Met betrekking tot de zesde grief
5.7.1.
Voor zover belanghebbende met zijn stelling ‘[d]e gemeente hanteert twee maten bij de waarderingen”, in combinatie met zijn opmerkingen over de huisnummers [laan] en [laan] in de [laan] te [woonplaats], betoogt dat de WOZ-beschikking in strijd met het gelijkheidsbeginsel is vastgesteld, heeft het volgende te gelden.
5.7.2.
Een juiste wetstoepassing wordt als gevolg van de toepassing van het gelijkheidsbeginsel opzijgezet indien de heffingsambtenaar gelijke gevallen ongelijk behandelt, in die zin
  • dat hij een begunstigend, niet-gepubliceerd beleid voert en hij daarvan ten nadele belanghebbende is afgeweken,
  • dat hij binnen een groep van belastingplichtigen, waartoe belanghebbende behoort, sommigen met het oogmerk van begunstiging gunstiger behandelt dan de wet voorschrijft, terwijl hij dit met betrekking tot belanghebbende heeft nagelaten,
  • dat hij in een meerderheid van de met het geval van belanghebbende vergelijkbare gevallen een juiste rechtstoepassing achterwege heeft gelaten.
5.7.3.
Belanghebbende - op wie te dezen de bewijslast rust - heeft niet aannemelijk gemaakt dat het Object in voldoende mate gelijk is aan de woningen op - bijvoorbeeld - de nummers [laan] en [laan], noch dat de heffingsambtenaar de eigenaren van - bijvoorbeeld - de nummers [laan] en [laan] begunstigd heeft, noch dat de heffingsambtenaar in de meerderheid van de met belanghebbendes situatie vergelijkbare gevallen een gunstiger WOZ-beschikking dan wettelijk gezien juist zou zijn, heeft vastgesteld. Het Hof verwerpt dan ook belanghebbendes beroep op het gelijkheidsbeginsel.
5.8.
Met betrekking tot de zevende grief
5.8.1.
Ter onderbouwing van zijn standpunt dat de WOZ-beschikking op basis van ‘pure willekeur’ is vastgesteld, voert belanghebbende aan dat de uitkomst van de waardevaststelling door de gemeente elk jaar weer anders is en van tevoren niet is in te schatten. Wat er zij van de door de heffingsambtenaar voor de woning vastgestelde waarden op de peildata 1 januari 2009, 1 januari 2011 en 1 januari 2012, ook deze grief kan belanghebbende niet baten nu onbetwist de WOZ-beschikking betreffende de peildatum 1 januari 2010 in het geding is en hetgeen belanghebbende heeft ingebracht onvoldoende is voor het oordeel dat met betrekking tot de vaststelling van de WOZ-beschikking het verbod op willekeur - of enig ander algemeen beginsel van behoorlijk bestuur - is geschonden.
Slotsom
5.12.
De slotsom is dat het Hof zich verenigt met de beslissing van de rechtbank en de - hierboven op sommige punten door het Hof aangevulde - gronden waarop deze berust. De uitspraak van de rechtbank dient te worden bevestigd.

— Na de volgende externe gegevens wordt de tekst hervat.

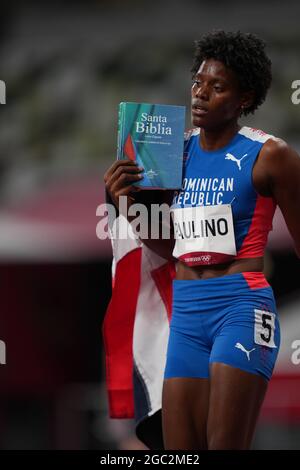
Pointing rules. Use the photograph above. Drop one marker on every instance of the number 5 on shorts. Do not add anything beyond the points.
(264, 328)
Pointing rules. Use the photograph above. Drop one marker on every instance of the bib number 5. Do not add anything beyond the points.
(264, 328)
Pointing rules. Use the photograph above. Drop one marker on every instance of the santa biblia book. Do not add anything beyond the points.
(153, 136)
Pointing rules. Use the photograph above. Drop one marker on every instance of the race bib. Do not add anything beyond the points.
(204, 234)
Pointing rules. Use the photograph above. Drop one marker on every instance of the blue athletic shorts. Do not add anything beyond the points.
(230, 319)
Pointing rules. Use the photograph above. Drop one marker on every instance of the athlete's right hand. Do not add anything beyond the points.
(119, 180)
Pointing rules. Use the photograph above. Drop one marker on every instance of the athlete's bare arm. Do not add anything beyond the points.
(278, 174)
(119, 181)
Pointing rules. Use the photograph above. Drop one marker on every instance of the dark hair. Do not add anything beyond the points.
(244, 54)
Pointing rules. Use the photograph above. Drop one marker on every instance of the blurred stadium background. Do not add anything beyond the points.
(66, 66)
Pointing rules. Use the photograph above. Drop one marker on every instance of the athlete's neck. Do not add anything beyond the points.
(213, 139)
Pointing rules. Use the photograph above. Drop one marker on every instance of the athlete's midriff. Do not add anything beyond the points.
(184, 272)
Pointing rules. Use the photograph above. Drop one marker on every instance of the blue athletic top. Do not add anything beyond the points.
(224, 176)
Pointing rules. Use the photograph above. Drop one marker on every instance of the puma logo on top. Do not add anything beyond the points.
(231, 157)
(242, 348)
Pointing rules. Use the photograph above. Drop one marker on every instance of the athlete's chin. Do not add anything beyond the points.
(198, 121)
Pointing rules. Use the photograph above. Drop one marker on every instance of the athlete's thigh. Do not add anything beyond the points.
(235, 400)
(184, 413)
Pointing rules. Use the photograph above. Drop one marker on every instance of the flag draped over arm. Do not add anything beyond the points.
(135, 332)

Het Hof zal daarom beslissen zoals hierna sub 7. overwogen.

6.Proceskosten

Het Hof acht geen termen aanwezig voor een kostenveroordeling op de voet van artikel 8:75 van de Algemene wet bestuursrecht.

7.Beslissing

Het Hof bevestigt de uitspraak van de rechtbank.

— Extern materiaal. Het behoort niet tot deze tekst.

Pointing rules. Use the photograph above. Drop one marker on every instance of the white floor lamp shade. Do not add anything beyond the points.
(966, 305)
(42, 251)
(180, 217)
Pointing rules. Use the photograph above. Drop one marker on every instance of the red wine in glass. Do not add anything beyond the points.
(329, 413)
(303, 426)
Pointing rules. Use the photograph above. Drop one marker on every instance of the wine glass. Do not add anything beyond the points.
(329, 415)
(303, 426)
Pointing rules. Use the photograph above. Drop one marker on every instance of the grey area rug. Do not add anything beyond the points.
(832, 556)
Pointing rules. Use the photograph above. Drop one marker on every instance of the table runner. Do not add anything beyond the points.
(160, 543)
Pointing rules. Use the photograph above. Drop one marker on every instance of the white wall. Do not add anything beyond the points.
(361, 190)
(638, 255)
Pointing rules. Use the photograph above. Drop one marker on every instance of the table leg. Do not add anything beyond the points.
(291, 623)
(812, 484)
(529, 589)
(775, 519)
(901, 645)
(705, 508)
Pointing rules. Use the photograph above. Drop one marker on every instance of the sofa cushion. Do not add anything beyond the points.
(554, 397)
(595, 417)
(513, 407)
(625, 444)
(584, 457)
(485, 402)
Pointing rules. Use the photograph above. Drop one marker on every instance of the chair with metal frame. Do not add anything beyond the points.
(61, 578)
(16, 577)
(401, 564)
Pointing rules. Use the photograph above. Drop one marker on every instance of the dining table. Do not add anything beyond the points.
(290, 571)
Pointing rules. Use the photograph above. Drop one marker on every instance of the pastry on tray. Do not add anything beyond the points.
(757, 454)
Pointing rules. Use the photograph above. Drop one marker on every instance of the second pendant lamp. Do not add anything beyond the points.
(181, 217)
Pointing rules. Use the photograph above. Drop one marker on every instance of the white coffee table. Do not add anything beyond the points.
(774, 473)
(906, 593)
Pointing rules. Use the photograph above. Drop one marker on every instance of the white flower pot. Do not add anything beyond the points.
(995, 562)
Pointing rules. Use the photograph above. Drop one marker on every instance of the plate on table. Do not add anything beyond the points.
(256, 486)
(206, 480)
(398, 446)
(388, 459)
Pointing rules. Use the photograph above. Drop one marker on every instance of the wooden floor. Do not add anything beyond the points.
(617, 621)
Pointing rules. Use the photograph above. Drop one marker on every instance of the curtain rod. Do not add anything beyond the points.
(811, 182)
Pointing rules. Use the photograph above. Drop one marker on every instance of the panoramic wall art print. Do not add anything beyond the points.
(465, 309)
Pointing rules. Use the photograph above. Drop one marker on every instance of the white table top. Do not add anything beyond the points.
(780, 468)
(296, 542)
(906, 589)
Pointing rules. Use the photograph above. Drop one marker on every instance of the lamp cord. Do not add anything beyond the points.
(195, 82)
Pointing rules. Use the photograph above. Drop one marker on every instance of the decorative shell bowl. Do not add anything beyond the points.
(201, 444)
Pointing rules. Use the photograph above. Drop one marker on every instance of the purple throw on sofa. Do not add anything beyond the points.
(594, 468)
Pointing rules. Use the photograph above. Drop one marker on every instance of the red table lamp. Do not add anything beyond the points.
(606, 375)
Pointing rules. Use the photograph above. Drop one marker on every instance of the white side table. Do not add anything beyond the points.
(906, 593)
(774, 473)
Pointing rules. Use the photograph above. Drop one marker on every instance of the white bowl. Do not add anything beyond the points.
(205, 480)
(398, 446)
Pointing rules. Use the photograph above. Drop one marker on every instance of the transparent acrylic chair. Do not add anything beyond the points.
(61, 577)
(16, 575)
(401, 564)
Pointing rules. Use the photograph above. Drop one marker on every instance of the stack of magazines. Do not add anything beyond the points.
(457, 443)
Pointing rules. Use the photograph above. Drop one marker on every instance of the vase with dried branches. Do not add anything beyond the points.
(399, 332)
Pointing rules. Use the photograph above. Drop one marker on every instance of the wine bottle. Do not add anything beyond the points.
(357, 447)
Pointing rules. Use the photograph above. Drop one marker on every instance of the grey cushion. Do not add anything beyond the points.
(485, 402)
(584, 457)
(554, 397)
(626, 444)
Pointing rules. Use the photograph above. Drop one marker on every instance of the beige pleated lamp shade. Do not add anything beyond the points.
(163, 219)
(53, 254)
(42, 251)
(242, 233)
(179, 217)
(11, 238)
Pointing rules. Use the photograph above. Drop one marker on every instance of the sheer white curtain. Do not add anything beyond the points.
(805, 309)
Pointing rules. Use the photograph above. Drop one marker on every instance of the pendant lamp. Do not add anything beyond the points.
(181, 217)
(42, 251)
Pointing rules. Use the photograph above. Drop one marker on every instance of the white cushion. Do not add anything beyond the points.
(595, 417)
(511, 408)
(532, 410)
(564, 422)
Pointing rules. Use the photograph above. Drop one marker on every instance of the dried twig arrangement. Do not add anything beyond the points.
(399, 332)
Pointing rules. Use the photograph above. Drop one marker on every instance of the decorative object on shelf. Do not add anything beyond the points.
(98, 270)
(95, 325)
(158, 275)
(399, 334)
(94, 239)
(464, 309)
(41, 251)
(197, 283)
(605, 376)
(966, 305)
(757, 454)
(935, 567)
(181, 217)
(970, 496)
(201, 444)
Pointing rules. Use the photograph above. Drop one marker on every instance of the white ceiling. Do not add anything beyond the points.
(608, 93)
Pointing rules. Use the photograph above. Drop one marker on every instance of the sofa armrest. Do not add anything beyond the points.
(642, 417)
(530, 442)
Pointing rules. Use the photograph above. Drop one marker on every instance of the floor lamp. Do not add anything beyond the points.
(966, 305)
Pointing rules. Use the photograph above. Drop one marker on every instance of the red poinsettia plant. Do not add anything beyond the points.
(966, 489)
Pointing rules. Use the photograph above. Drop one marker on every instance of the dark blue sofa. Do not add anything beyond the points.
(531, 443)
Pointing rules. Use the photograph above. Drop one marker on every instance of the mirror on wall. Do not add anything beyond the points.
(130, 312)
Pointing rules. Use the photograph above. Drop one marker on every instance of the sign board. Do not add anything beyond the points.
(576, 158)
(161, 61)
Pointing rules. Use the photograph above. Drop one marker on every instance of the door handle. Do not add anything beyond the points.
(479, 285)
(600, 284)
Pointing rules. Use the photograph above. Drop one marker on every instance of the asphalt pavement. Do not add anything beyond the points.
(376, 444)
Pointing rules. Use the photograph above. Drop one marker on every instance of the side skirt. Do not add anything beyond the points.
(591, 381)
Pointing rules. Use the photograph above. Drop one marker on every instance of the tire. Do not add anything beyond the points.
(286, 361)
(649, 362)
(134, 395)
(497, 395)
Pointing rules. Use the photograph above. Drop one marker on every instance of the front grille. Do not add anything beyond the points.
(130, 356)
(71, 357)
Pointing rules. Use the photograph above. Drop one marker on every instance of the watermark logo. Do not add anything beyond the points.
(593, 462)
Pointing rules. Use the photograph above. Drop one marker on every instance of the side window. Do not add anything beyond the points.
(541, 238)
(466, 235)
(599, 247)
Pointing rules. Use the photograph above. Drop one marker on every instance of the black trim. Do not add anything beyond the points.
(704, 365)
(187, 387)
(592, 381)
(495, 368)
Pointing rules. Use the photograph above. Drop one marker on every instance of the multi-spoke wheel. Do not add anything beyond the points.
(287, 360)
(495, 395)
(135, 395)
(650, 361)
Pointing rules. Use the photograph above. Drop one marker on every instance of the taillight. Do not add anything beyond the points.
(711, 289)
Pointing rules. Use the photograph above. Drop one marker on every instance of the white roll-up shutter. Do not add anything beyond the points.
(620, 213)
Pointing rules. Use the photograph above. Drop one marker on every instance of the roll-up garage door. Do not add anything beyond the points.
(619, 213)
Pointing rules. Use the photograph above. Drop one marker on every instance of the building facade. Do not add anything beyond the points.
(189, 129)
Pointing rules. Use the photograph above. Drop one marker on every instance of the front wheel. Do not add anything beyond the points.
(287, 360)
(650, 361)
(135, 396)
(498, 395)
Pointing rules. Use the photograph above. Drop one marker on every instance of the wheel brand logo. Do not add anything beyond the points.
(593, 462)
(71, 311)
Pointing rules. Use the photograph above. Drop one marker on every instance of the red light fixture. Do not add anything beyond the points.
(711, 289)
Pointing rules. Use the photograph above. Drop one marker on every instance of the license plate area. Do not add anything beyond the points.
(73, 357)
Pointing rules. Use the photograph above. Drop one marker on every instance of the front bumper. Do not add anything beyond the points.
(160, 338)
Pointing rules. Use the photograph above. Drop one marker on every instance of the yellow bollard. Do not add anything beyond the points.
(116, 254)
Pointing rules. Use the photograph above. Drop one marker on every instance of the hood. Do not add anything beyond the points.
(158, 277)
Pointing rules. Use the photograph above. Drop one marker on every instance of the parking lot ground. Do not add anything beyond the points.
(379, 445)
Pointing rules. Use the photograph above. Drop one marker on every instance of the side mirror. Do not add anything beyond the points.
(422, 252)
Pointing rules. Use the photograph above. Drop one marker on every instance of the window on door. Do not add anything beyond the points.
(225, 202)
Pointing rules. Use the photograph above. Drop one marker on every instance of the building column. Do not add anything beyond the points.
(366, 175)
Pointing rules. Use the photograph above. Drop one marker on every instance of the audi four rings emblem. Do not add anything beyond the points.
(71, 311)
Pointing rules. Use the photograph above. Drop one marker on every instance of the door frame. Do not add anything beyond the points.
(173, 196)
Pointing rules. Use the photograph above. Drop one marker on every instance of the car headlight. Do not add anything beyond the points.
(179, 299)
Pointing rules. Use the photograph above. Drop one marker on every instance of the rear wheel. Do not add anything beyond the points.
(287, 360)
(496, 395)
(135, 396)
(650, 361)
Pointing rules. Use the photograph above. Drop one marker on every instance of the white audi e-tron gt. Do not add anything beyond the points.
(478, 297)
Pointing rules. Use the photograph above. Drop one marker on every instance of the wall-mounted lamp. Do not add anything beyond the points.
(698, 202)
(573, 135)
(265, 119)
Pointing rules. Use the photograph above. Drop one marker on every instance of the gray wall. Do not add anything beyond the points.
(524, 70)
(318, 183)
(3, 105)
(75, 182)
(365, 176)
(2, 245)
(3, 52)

De uitspraak is gedaan door mr. P. F. Goes, lid van de tiende enkelvoudige belastingkamer, in tegenwoordigheid van [de griffier]. De beslissing is op 29 augustus 2013 in het openbaar uitgesproken.
Tegen deze uitspraak kan binnen zes weken na de verzenddatum beroep in cassatie worden ingesteld bij de Hoge Raad der Nederlanden (belastingkamer), Postbus 20303, 2500 EH Den Haag. Daarbij moet het volgende in acht worden genomen:
1. bij het beroepschrift wordt een afschrift van deze uitspraak overgelegd.

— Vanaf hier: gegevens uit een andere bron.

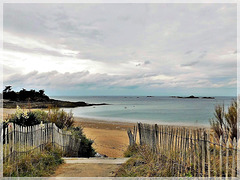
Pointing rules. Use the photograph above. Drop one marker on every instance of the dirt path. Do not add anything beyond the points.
(89, 167)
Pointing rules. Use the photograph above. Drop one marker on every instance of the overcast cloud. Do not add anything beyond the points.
(121, 48)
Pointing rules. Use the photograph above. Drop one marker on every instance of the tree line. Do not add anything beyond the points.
(24, 95)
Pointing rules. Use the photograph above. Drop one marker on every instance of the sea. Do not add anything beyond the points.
(153, 110)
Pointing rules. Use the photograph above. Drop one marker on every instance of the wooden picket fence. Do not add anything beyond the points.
(193, 151)
(19, 140)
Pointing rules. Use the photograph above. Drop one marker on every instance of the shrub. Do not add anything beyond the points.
(34, 164)
(225, 124)
(60, 118)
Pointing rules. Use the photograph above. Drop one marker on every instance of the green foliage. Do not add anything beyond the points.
(30, 118)
(60, 118)
(24, 95)
(25, 118)
(225, 123)
(34, 164)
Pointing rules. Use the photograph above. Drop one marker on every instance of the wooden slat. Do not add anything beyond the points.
(227, 155)
(233, 157)
(220, 154)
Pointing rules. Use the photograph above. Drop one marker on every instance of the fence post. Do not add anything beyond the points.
(220, 154)
(208, 154)
(227, 149)
(233, 157)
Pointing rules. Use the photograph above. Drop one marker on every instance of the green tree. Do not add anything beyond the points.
(225, 123)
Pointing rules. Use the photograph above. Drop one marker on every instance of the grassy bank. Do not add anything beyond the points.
(34, 164)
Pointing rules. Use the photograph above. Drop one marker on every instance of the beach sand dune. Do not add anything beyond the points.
(110, 138)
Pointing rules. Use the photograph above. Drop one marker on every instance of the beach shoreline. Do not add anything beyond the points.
(110, 137)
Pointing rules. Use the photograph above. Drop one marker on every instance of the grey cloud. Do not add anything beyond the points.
(147, 62)
(203, 54)
(157, 32)
(190, 64)
(189, 52)
(42, 51)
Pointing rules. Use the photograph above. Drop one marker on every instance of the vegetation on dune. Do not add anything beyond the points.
(34, 164)
(37, 164)
(146, 163)
(62, 119)
(225, 123)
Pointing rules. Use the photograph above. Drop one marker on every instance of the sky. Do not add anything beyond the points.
(121, 49)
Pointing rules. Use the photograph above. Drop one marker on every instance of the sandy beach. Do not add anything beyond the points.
(110, 138)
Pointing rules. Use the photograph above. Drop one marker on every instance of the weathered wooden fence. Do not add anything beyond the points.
(19, 140)
(190, 150)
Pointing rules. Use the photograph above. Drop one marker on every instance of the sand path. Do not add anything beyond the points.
(89, 167)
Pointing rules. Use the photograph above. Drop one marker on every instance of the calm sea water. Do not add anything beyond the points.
(160, 110)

2. het beroepschrift moet ondertekend zijn en ten minste het volgende vermelden:
a. de naam en het adres van de indiener;
b. een dagtekening;
c. een omschrijving van de uitspraak waartegen het beroep in cassatie is gericht;
d. de gronden van het beroep in cassatie.
Voor het instellen van beroep in cassatie is griffierecht verschuldigd. Na het instellen van beroep in cassatie ontvangt de indiener een nota griffierecht van de griffier van de Hoge Raad.
In het cassatieberoepschrift kan de Hoge Raad verzocht worden om de wederpartij te veroordelen in de proceskosten.